Cimas Health Group has of late been in an eye of a storm after one if its executives, in a boardroom dispute, accused the firm of embarking on unviable expansion projects locally and abroad.
Other allegations raised by general manager, Dr Sacrifice Chirisa, include the awarding of contracts to friends, siphoning of money through renovation of clinics at unsustainable costs, and issuing of loans to top management totalling US$10 million.
The Ministry of Health and Child Care, which is the regulator of all medical aid societies, has since appointed Ralph and Bommet Accounting and Audit firm to carry out a forensic audit.
While the Government is insisting on a forensic audit by an independent audit firm, Cimas seems content with an audit carried out by an accounting firm it has appointed.
Permanent Secretary for Health and Child Care Dr Aspect Maunganidze said as a regulator, they were keen to have an independent forensic audit done at Cimas to clear allegations of financial impropriety.
"We are simply saying let's have a forensic audit done by an independent firm. We are doing this for the benefit of members," said Dr Maunganidze.
"We have received allegations of financial malfeasance from different stakeholders and as a regulator we have to act accordingly.
"It's only an independent forensic audit that can settle the issue.
"We are in the process of writing to them and responding to their letter on the issues we raised."
Cimas board chairperson, Mrs Emma Fundira, declined to comment neither did she respond to inquiries sent to her.
However, the board later issued a statement saying they were content with a forensic audit they initiated.
The board said the planned extraordinary meeting was meant to respond to allegations of financial mismanagement raised by Dr Chirisa, adding that they had advised the regulator of their intended meeting.
They reckoned that earlier on in February, the ministry had directed that the board-initiated forensic audit be suspended and replaced by a ministry-led audit.
The board engaged the ministry and advised it to review its proposed directive, as the board-initiated independent forensic audit had already been concluded by the time of the Ministry's letter.
The board further advised that in the circumstances, the ministry's suggestion of a second forensic audit at the membership's cost was unnecessary, reads the statement.
On April 4, the day of the general meeting, Cimas received two letters from the minister's office advising that the meeting should not proceed.
In view of this communication, the board decided to postpone the EGM pending engagement with the ministry. As stated at the meeting, the board's attitude is that while it had every right to proceed with the meeting, its preference was a situation whereby there is alignment with the Ministry.
Commenting on the statement by the board, former long serving Cimas board member, Mr Chester Mhende, said the medical aid society ought to comply with the directive of the Government and could not hide behind the fact that they are a private entity.
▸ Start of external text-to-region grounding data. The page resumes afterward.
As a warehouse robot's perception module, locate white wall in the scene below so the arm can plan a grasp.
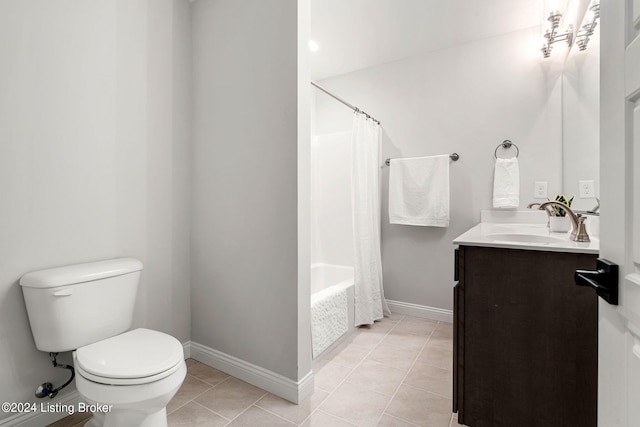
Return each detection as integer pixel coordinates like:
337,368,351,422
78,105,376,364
562,28,600,211
191,0,311,386
311,132,353,266
0,0,190,418
315,27,562,309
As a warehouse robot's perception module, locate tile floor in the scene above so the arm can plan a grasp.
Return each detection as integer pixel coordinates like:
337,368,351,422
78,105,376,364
51,314,458,427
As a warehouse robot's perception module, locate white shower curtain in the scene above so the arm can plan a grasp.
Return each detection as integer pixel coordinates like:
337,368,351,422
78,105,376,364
351,113,390,326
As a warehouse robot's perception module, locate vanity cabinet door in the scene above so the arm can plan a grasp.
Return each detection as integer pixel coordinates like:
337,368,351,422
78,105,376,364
455,247,598,427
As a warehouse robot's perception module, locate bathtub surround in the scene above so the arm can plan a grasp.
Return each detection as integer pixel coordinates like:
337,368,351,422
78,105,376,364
311,286,349,359
351,113,390,326
311,263,355,363
315,21,562,319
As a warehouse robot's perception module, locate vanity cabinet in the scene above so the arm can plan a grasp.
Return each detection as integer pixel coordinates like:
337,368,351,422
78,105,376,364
453,246,598,427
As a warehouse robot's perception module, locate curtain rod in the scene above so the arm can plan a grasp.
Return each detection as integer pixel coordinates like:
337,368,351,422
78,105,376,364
310,80,381,124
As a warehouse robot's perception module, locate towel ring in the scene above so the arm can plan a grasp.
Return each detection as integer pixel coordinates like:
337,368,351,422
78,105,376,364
493,139,520,159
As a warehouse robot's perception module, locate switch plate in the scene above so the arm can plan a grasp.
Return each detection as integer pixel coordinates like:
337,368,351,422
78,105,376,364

"The Government has a right to protect members and the public. They are not a private company but a society constituted by members and the Government is there to protect the public interest.
"If they do not want the involvement of the Government as a regulator, why do they approach the central bank looking for foreign currency," said Mr Mhende.
"The guiding principle is that medical aid societies have a tax free status and this is for the public benefit through reduced costs."
In his petition to the parent Ministry, Dr Chirisa, who has since been fired, had raised several allegations against the society which he said formed the basis of his victimisation by the group's chief executive officer, Mr Vulindlela Ndlovu.
Some of the projects he described as unviable include renovation of the Borrowdale clinic for US$2 million despite it being a rented building, renovation of a Mashonaland Holdings building budgeted at US$3 million whose costs are now higher than what was used originally to build it, and buying of companies in neighbouring countries believed to be "shells".